STORY AND PHOTO BY KAREN BOSSICK
The Native American culture is known for its rich oral tradition.
Tribal elders passed on customs, history and wisdom through tales about coyote and creation.
“But, historically, the Native American voice has been absent from textbooks and other trappings of 19th and 20th century America,” says Dr. La Nada War Jack, an educator and member of the Fort Hall reservation near Pocatello.
“Stories give us a sense of personal awareness, they give us such power,” added Sarah Sunshine Manning, who grew up on the Duck Valley reservation south of Mountain Home.
War Jack and Manning spoke this past week at the Sun Valley Film Festival, describing efforts to raise Native American voices through Native American cinema. The panel was moderated by Boise filmmaker Heather Rae, a Native American whose film “Trudell” told the story of American Indian activist John Trudell.
There have been plenty of movies and TV shows that have depicted Native Americans as merciless savages scalping settlers during the 1800s. But Native Americans have had to live vicariously through the stories of other cultures in TV and films when it comes to more contemporary times. There were no stories about a cute Native American falling in love with the boy at the neighborhood dime store.
Idaho’s tribes are uniting to tell their creation stories and about their war heroes through written word.

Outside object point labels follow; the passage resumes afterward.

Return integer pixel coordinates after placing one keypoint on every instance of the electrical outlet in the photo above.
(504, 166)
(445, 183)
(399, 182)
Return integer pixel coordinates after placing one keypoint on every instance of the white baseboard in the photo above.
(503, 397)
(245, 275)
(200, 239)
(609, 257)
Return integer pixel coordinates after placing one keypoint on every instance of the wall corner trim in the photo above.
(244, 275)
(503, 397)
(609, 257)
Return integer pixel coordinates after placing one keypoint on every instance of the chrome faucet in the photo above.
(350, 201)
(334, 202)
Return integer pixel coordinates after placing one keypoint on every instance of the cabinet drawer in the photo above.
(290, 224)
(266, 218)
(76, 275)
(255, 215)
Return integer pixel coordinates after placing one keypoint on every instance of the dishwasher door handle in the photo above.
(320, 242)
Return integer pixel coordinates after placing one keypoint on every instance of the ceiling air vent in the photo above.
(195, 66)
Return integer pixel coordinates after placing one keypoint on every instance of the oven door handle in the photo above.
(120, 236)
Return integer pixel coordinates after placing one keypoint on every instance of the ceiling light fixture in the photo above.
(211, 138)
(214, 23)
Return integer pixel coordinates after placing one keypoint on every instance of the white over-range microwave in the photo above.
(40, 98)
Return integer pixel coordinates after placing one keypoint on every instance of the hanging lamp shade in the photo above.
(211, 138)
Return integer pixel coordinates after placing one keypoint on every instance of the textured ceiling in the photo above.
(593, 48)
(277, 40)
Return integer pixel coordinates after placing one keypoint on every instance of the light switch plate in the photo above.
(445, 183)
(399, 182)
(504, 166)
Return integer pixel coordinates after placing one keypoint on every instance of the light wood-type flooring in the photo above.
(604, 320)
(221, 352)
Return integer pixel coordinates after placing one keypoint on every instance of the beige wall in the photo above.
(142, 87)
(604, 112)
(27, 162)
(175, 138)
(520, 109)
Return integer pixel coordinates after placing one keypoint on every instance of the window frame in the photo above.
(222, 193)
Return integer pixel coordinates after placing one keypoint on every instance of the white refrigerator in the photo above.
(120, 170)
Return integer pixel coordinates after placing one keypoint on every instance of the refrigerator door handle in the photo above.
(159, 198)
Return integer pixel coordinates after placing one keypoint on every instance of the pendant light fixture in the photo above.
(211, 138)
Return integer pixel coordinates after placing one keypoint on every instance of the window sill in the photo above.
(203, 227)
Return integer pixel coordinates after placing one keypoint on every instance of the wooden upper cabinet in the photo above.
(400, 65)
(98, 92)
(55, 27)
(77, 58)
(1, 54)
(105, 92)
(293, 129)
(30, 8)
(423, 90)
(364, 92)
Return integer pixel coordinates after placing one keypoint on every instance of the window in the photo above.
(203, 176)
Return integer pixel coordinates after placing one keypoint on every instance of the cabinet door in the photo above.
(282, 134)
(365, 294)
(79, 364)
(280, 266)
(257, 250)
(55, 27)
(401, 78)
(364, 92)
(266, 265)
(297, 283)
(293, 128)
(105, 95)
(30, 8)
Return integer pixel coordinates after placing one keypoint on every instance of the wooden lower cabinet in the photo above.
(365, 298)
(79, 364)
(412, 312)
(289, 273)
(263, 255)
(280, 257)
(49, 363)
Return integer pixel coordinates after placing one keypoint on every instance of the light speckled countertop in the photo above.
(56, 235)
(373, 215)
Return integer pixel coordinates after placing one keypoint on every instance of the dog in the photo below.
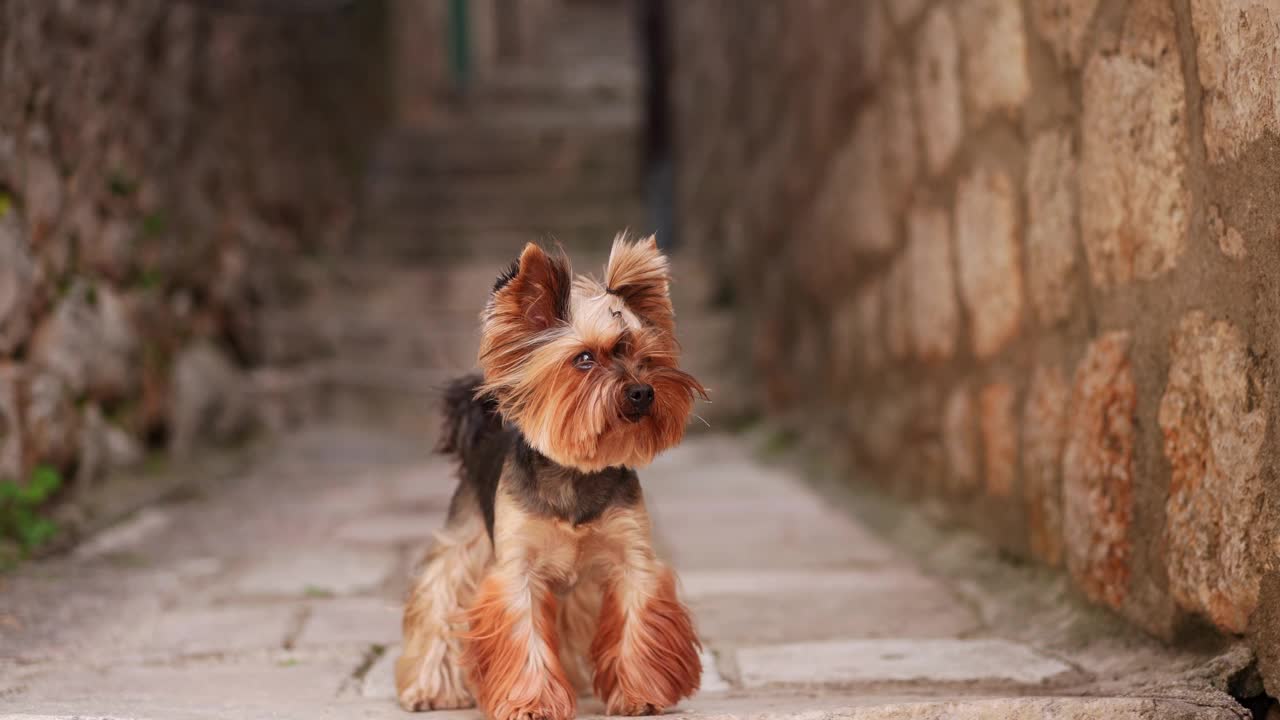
(544, 584)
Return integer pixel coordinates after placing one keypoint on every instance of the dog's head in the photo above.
(588, 370)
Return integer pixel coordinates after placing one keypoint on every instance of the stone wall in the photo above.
(161, 168)
(1018, 261)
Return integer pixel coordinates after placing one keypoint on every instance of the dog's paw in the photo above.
(416, 698)
(622, 706)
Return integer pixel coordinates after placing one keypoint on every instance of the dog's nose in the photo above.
(640, 396)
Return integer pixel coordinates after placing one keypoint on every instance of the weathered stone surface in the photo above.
(895, 660)
(1229, 240)
(937, 89)
(990, 260)
(88, 342)
(854, 212)
(1097, 470)
(903, 12)
(1215, 423)
(17, 279)
(869, 301)
(995, 55)
(999, 437)
(1051, 242)
(897, 309)
(1063, 24)
(12, 465)
(42, 196)
(208, 399)
(1238, 48)
(1043, 433)
(960, 438)
(104, 447)
(901, 142)
(1134, 201)
(935, 315)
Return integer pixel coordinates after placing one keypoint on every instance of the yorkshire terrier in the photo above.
(544, 583)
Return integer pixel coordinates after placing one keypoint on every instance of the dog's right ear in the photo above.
(531, 295)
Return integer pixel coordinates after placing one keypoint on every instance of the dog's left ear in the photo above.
(640, 274)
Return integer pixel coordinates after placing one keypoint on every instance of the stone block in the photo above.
(1051, 235)
(897, 310)
(1238, 48)
(942, 660)
(1097, 470)
(935, 317)
(1229, 240)
(12, 432)
(999, 438)
(1063, 23)
(1043, 433)
(209, 399)
(853, 212)
(903, 12)
(1134, 200)
(960, 438)
(51, 420)
(1214, 423)
(901, 141)
(17, 281)
(869, 301)
(90, 342)
(988, 255)
(937, 87)
(995, 57)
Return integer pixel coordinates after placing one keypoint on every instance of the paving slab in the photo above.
(208, 630)
(743, 607)
(316, 569)
(392, 528)
(351, 620)
(895, 660)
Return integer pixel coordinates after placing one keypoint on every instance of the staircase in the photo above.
(542, 153)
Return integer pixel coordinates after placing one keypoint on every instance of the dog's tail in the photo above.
(467, 419)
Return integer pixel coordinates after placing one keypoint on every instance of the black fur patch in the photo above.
(507, 276)
(483, 443)
(539, 483)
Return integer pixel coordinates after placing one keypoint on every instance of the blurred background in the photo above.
(1009, 261)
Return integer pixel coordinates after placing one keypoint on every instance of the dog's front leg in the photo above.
(511, 648)
(645, 651)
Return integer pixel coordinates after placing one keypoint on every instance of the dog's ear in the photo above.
(640, 274)
(531, 295)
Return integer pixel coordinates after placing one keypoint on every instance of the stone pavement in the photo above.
(274, 593)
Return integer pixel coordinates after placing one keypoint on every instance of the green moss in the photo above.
(154, 224)
(21, 520)
(120, 185)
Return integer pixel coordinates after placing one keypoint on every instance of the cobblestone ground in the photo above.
(275, 593)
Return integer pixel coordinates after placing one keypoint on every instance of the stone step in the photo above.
(455, 218)
(480, 151)
(519, 192)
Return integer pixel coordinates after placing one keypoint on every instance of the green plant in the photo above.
(19, 509)
(154, 224)
(120, 185)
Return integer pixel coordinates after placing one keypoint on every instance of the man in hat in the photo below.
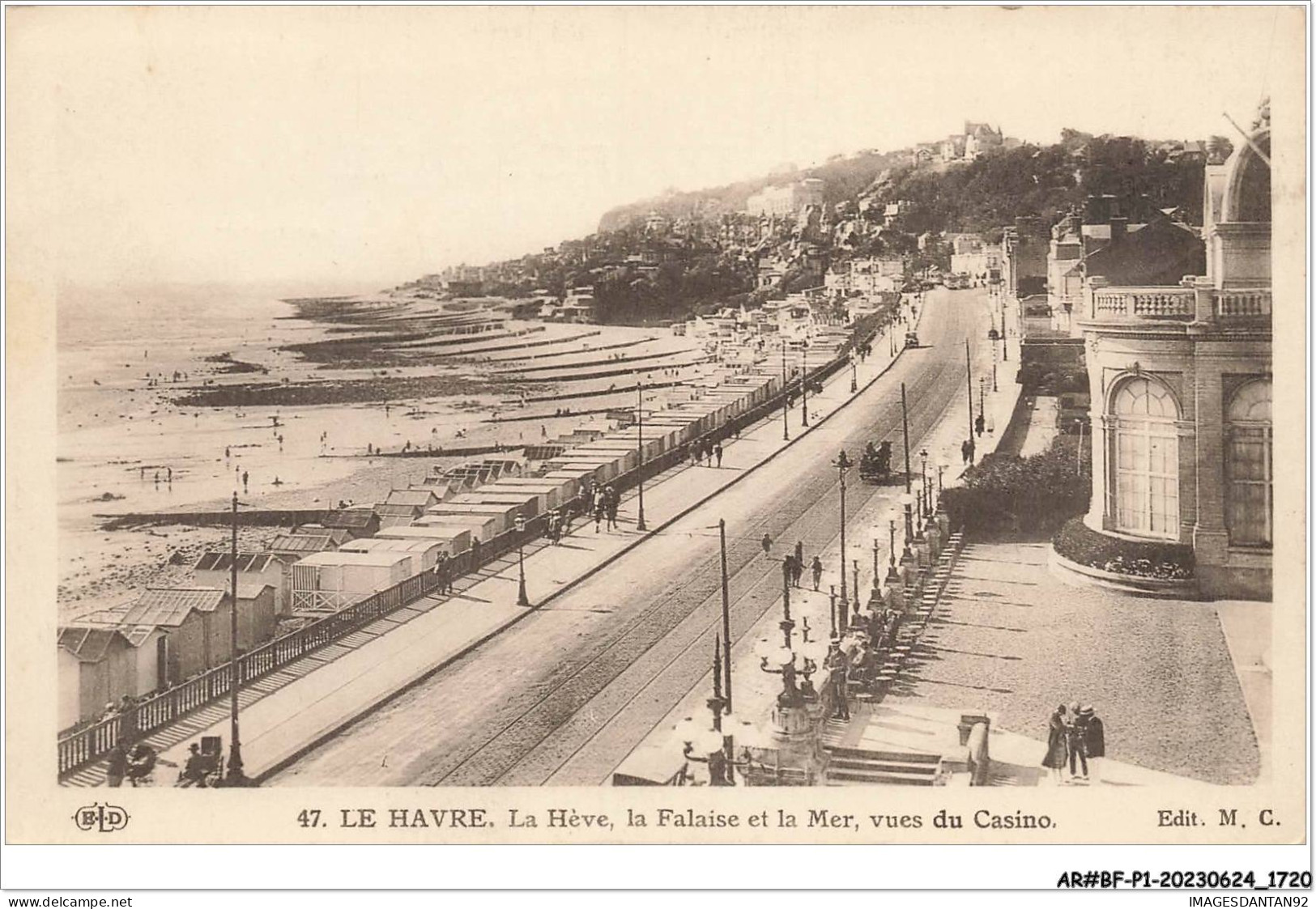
(837, 665)
(1075, 742)
(194, 770)
(1094, 738)
(117, 765)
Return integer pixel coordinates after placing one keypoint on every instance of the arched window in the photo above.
(1144, 498)
(1248, 466)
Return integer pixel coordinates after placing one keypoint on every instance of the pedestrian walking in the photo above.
(117, 765)
(1075, 741)
(1056, 747)
(1094, 740)
(838, 667)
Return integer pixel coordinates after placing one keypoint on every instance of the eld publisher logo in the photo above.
(103, 818)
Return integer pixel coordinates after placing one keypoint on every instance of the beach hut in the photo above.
(215, 570)
(423, 553)
(328, 582)
(568, 479)
(503, 512)
(291, 546)
(402, 507)
(99, 666)
(526, 504)
(445, 538)
(172, 633)
(357, 521)
(480, 528)
(553, 494)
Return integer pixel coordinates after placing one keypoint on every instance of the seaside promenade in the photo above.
(305, 702)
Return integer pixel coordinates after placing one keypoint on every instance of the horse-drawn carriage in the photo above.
(875, 463)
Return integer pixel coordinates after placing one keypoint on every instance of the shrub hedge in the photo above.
(1033, 494)
(1080, 544)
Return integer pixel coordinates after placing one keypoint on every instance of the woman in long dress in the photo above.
(1056, 749)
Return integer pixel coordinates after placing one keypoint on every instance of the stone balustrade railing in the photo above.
(1242, 303)
(1120, 303)
(1194, 300)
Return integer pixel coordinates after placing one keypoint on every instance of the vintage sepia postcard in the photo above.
(656, 425)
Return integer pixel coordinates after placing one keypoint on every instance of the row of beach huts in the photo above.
(170, 635)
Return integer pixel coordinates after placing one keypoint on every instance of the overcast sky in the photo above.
(374, 145)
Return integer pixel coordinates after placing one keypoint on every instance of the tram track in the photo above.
(629, 642)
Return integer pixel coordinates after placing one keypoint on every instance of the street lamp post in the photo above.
(522, 599)
(856, 568)
(877, 561)
(926, 487)
(907, 502)
(905, 427)
(786, 399)
(726, 612)
(235, 774)
(804, 385)
(842, 463)
(640, 452)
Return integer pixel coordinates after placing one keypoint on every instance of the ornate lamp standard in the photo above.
(640, 452)
(842, 463)
(877, 561)
(781, 661)
(892, 572)
(786, 399)
(715, 747)
(235, 775)
(522, 599)
(907, 502)
(926, 490)
(804, 385)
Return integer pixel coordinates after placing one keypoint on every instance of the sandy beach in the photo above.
(168, 408)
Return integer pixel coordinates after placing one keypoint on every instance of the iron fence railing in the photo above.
(84, 746)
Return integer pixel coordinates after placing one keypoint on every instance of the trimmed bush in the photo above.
(1080, 544)
(1007, 492)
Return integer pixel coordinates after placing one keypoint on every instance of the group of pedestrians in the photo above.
(795, 563)
(603, 504)
(444, 572)
(701, 452)
(1075, 737)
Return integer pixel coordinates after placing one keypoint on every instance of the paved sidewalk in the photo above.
(292, 709)
(659, 754)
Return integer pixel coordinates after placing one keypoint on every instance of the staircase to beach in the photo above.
(865, 767)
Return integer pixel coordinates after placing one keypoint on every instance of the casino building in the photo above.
(1181, 384)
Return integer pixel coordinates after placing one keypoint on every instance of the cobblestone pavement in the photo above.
(1011, 639)
(564, 694)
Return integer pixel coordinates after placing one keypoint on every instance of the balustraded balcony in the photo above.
(1195, 300)
(1122, 303)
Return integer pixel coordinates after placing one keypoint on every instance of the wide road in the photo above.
(564, 694)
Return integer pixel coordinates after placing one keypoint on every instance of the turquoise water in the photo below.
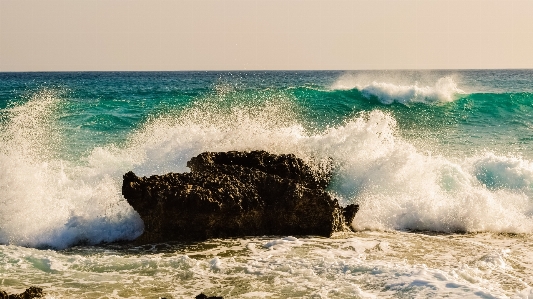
(443, 152)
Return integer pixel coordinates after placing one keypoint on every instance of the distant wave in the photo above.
(443, 91)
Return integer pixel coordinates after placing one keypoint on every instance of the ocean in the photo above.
(440, 163)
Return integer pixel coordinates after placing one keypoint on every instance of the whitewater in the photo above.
(440, 163)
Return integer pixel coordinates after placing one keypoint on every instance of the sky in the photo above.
(176, 35)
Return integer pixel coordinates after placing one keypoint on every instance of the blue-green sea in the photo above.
(440, 163)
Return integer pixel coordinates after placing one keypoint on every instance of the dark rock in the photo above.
(32, 292)
(234, 194)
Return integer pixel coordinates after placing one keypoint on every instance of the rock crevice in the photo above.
(235, 194)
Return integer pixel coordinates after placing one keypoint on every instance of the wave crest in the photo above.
(443, 91)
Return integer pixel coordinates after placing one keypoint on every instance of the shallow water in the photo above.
(443, 152)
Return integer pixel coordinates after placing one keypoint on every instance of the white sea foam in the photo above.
(444, 90)
(45, 201)
(417, 265)
(49, 202)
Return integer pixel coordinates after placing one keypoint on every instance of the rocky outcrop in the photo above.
(233, 194)
(32, 292)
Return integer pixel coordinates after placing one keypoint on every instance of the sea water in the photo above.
(440, 163)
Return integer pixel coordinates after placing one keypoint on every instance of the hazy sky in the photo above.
(69, 35)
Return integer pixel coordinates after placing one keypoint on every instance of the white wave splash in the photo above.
(443, 91)
(49, 202)
(45, 201)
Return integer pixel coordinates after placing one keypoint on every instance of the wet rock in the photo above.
(235, 194)
(32, 292)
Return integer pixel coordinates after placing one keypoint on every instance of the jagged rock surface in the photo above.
(31, 292)
(232, 194)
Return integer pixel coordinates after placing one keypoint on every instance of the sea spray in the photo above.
(48, 202)
(434, 165)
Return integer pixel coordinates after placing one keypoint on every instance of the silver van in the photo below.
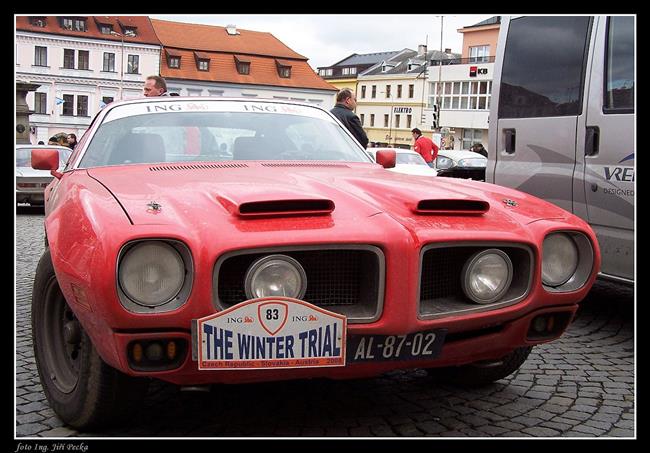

They want to show how sophisticated their culture was in the days before Columbus paved the way for white man to invade their land.
And they’re beginning to make films giving voice to their modern-day concerns.
Cody Lucich, a member of the Maidu nation, showed clips that he filmed at Standing Rock where thousands of people representing more than 300 indigenous nations came together to protest the construction of a pipeline through South Dakota that they say threatens their drinking water, sacred tribal sites and way of life.
“It was in support of water. Water is life,” said War Jack.
“When you brush yourself with water, you’re acknowledging the sacredness of water,” added Manning.
How people view what has happened at Standing Rock is a matter of perspective, said Manning: “Are you a protestor or a protector, protecting our way of life?”
Manning said she took part in her first protest at 7 when fighter jets from Mountain Home Air Force Base began practice bombing the Owyhee. The bombs threatened sacred spaces and places where Manning’s ancestors had hid during the Bannock War.
“We want to live as ourselves without being told we’re less than,” she said.
Lucich described how the crowd formed a wall around him, allowing him to escape when authorities took offense to his filming at Standing Rock.
“We’re all American citizens. We’re not separate here. What happened at Standing Rock was American citizens getting together saying we need to protect our water. The first medicine in our body is water.”
The Native Americans gathered celebrated the fact that Native Americans came together, finding their voice, much as Native Americans came together at Alcatraz Island in 1969, spurring then-President Richard Nixon to quash an effort to terminate tribal lands and native sovereignty.
“While camp has disbanded people are not giving up,” said Manning. “They’re telling their stories in spaces like this.”